Cavasos: You can't go it alone. It's fast moving. There are a lot of new technologies in the marketplace. Many of them are unproven and have not been around very long. We would recommend finding an integrator partner. They're objective, they don't manufacture or are a source for these technologies, and they work with them every day.
SCB: That goes to the argument that one should be concentrating on one's core competency and outsource to others for the expertise that you don't necessarily have. So, your point is to find an integrator able to point you in the direction of the right technologies to implement?
Cavasos: That's correct, and there's not a one-stop shop. There's not a single technology that's going to do everything that you want it to do in your building. What we're finding is, you're going to ultimately have multiple technologies, and the key is to have those technologies work together to give you the end result that you're looking for. Integrating those technologies is extremely important; so, it's not a one stop shop.
SCB: Walk us through some of the technologies people need to be considering.
Cavasos: There is a variety of technologies out there to consider. Everybody's excited about robots. That technology is not proven, and the application doesn't necessarily fit everybody's needs. We're getting a lot of folks coming to us looking for that shiny new toy or they want to put that in because they read about it in a business journal or they've seen it in other places, not understanding how it's used or if it's applicable to their particular business. So there again, an integrator can help with that assessment and make sure that it's truly a fit for their business.
SCB: When you're looking at some of these technologies, what kind of constraints might they create?
Cavasos: It goes back to a comment I made earlier, about multiple technologies working in unison in a single site. A WES, an execution system, is truly the conductor of that type of activity in a building. So, we've had a lot of success in the WES space with helping to connect those new technologies with prior technology and helping it all to work together.
SCB: We're talking about automating the fundamentals of receiving, storing, replenishing, picking, packing, all of these things. Clearly, this is something where integration is crucial, right?
Cavasos: Absolutely. I mean, the traditional WMS doesn't have that capability. That's not what it was designed to do. So, again, the WES is not a duplication of WMS. It's truly an execution system. Orders would drop into that from a WMS, and then it would decide real time in a dynamic environment where the most important activity in that building is next, and it is assigning tasks to the floor, again in real time, based on the resources available to it.
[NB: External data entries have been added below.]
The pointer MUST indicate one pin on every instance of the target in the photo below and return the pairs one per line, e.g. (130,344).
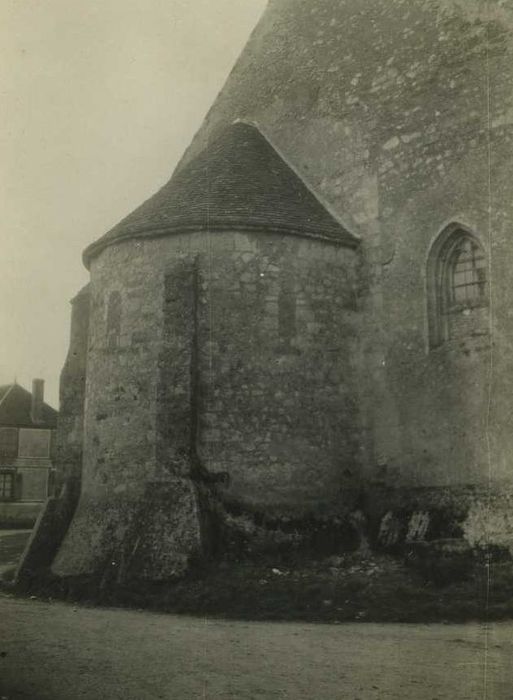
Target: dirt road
(53,651)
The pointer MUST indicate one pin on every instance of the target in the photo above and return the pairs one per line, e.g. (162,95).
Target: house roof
(239,181)
(15,405)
SCB: So, tell us why we need a WMS.
Cavasos: Well, in today's world with e-comm, same-day delivery, next-day delivery, in by X time, out by X time, a WMS does not provide that functionality. It wasn't designed that way. Execution systems, really, that's their focus: to execute that work more efficiently and in real time to meet those carrier pickup times, the SLA requirements that you may have. So, as those orders flow in throughout the day, it dynamically processes those, and so the highest priority work is always being allocated to the floor at any given time. You can't get that functionality from a WMS.